During the "Civil War" storyline, Ollie Osnick opposes the Superhero Registration Act. As an unregistered superhero, Ollie is targeted by the Thunderbolts. Venom bites off and eats Ollie's left arm, for which he is reprimanded by Norman Osborn. Ollie survives and is incarcerated in Negative Zone Prison Alpha.

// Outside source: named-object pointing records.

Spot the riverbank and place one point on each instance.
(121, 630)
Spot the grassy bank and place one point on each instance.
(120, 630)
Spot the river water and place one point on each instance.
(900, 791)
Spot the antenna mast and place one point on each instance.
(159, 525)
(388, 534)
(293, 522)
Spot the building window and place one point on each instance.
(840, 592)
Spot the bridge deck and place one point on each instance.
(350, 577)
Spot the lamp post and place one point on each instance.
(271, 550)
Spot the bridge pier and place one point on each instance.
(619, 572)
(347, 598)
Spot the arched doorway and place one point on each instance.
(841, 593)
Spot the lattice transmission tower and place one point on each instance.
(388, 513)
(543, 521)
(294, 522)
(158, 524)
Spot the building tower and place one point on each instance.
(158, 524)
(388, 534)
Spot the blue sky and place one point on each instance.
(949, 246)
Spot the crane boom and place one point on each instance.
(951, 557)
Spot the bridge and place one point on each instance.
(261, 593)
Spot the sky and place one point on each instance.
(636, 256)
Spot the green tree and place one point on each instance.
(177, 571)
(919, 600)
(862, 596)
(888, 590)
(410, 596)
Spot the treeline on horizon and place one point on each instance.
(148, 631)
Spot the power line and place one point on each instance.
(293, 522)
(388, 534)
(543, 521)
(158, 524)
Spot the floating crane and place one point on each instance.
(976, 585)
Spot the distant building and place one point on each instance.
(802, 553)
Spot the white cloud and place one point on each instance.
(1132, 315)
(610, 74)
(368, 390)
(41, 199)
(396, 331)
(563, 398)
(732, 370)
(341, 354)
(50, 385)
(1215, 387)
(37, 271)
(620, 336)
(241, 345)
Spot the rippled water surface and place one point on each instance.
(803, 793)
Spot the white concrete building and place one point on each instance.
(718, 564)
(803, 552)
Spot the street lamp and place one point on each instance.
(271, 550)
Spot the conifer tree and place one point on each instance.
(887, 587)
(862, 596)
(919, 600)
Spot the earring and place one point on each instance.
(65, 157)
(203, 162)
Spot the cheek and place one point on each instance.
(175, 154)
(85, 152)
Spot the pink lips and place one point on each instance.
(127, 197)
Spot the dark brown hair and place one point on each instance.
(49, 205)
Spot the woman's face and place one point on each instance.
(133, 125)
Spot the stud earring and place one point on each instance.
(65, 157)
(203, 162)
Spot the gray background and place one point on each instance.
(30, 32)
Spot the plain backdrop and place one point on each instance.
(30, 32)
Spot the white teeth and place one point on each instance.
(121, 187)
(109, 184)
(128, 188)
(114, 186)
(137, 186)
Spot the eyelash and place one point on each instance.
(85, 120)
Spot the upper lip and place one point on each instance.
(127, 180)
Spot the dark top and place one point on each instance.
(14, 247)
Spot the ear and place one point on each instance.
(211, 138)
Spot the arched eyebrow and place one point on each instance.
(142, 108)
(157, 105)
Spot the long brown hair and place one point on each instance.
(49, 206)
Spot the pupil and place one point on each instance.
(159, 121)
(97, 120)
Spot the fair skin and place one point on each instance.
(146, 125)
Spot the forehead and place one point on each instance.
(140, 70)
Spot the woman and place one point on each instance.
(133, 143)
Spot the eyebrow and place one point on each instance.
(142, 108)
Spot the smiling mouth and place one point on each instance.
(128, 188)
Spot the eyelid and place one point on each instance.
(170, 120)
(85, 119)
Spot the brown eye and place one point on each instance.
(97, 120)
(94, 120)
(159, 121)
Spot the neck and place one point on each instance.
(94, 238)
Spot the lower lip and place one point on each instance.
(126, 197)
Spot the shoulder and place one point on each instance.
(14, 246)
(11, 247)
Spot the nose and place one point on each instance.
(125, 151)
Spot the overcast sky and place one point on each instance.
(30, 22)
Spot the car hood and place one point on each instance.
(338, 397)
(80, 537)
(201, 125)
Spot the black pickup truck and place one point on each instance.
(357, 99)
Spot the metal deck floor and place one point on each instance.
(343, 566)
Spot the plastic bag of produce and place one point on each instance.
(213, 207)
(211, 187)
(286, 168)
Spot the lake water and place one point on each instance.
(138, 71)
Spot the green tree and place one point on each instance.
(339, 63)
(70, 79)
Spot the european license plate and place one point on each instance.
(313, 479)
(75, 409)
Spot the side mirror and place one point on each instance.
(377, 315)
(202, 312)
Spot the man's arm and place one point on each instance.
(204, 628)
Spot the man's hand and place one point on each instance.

During the "Heroic Age" storyline, Captain America researches Steel Spider and places his incarceration under reconsideration.

==Powers and abilities==
Ollie Osnick has no superpowers, but he is a gifted inventor with a genius-level intellect. His suit has mechanical spider legs as well as gauntlets that contain a grappling hook launcher and pepper spray blasters.

==Other versions==

Steel Spider in the MC2 timeline.

A possible future version of Ollie Osnick / Steel Spider appears in the MC2 story Spider-Girl #32. Having retained the use of the Steel Spider identity, he modifies his suit into a powerful exoskeleton and becomes a highly respected superhero. However, his wife leaves him, leading to him taking out his frustrations on criminals. After helping Spider-Girl and American Dream defeat the Sons of the Serpent, Osnick reforms and sets about rebuilding his personal life.

==In other media==
===Television===
- Ollie Osnick / Steel Spider appears in Ultimate Spider-Man, voiced by Jason Marsden. This version is a teenage prodigy from Boston and a fan of Spider-Man.
- Steel Spider appears in Spider-Man, voiced by Josh Keaton. This version is a student at the Osborn Academy. After joining their Osborn Commandos, Doctor Octopus brainwashes them and Spider-Man to form the Sinister Six only to be thwarted by Harry Osborn / Hobgoblin.

===Video games===
Steel Spider appears as a playable character in Spider-Man Unlimited.